2000年に学位は終了しました。両社は、科学の最も権威のある2つのジャーナルであるNatureとScienceに、予備的な全ゲノム結果を公開しました。
しかし、科学者たちは提案の改善に引き続き取り組み、2006年に特定のヒト染色体の配列が完成しました。
重要性とアプリケーション
DNAなどの重要な分子のヌクレオチドの順序を知ることは、生物学者や関連する専門家にとって貴重です。この一連のポリヌクレオチドには、あらゆる形態の生命の発達と維持に必要なすべての情報が含まれています。
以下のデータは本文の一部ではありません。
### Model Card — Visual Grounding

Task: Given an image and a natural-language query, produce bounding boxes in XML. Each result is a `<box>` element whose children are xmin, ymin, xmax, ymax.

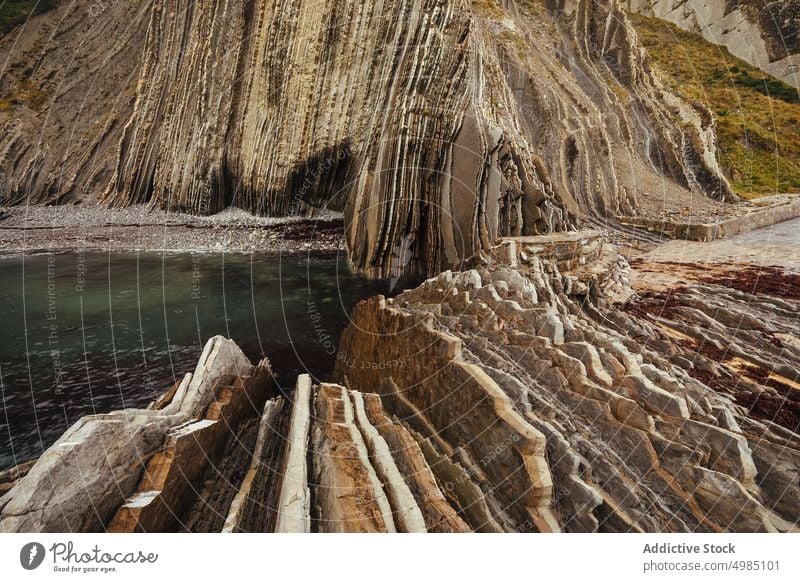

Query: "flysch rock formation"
<box><xmin>626</xmin><ymin>0</ymin><xmax>800</xmax><ymax>87</ymax></box>
<box><xmin>0</xmin><ymin>0</ymin><xmax>734</xmax><ymax>276</ymax></box>
<box><xmin>337</xmin><ymin>234</ymin><xmax>800</xmax><ymax>532</ymax></box>
<box><xmin>0</xmin><ymin>231</ymin><xmax>800</xmax><ymax>533</ymax></box>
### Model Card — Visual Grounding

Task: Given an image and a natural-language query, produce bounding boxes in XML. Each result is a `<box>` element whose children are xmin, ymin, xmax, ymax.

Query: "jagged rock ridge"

これらの理由により、このシーケンスの知識は生物学的研究に不可欠です。基本的に、シーケンス処理により、生物学的システムの最も重要な特性の1つを測定し、それらの間の差異を確立することが可能になります。
特定のDNAシーケンスにより、2つの生物が同じ種に属しているかどうかを判断するための基準を確立できるほか、それらの間の系統関係に関する仮説を提案できるため、シーケンスは分類学者や分類学者によって広く使用されています。
さらに、DNAシーケンスは、医学や診断に応用できます。たとえば、シーケンシングを通じて、いわゆる一塩基多型(SNP)を使用して特定の疾患(癌など)を発症する傾向を評価できる、安価でアクセス可能なシステムがあります。
犯罪者タイプおよび法医学タイプの調査は、特定の個人が犯罪に参加したことの信頼できる証拠として使用できるシーケンシング手法によっても強化されています。
参考文献
- Heather、JM、&Chain、B.(2016)。シーケンサーのシーケンス:DNAシーケンスの歴史。ゲノミクス、107(1)、1-8。
- コボルト、DC、スタインバーグ、KM、ラーソン、DE、ウィルソン、RK、およびマーディス、ER(2013)。次世代シーケンシング革命とそのゲノミクスへの影響。セル、155(1)、27-38。
- Levy、J.(2010)。科学的な競争。ガリレオからヒトゲノムプロジェクトへ。社説Paraninfo。
- サンガー、F。、ニックレン、S。&クルソン、AR(1977)。連鎖停止阻害剤を用いたDNAシーケンシング。国立科学アカデミーの議事録、74(12)、5463-5467。
- Schuster、SC(2007)。次世代シーケンシングは、今日の生物学を変革します。自然法、5(1)、16。
- Xu、J.(編)。(2014)。次世代シーケンシング。Caister Academic Press。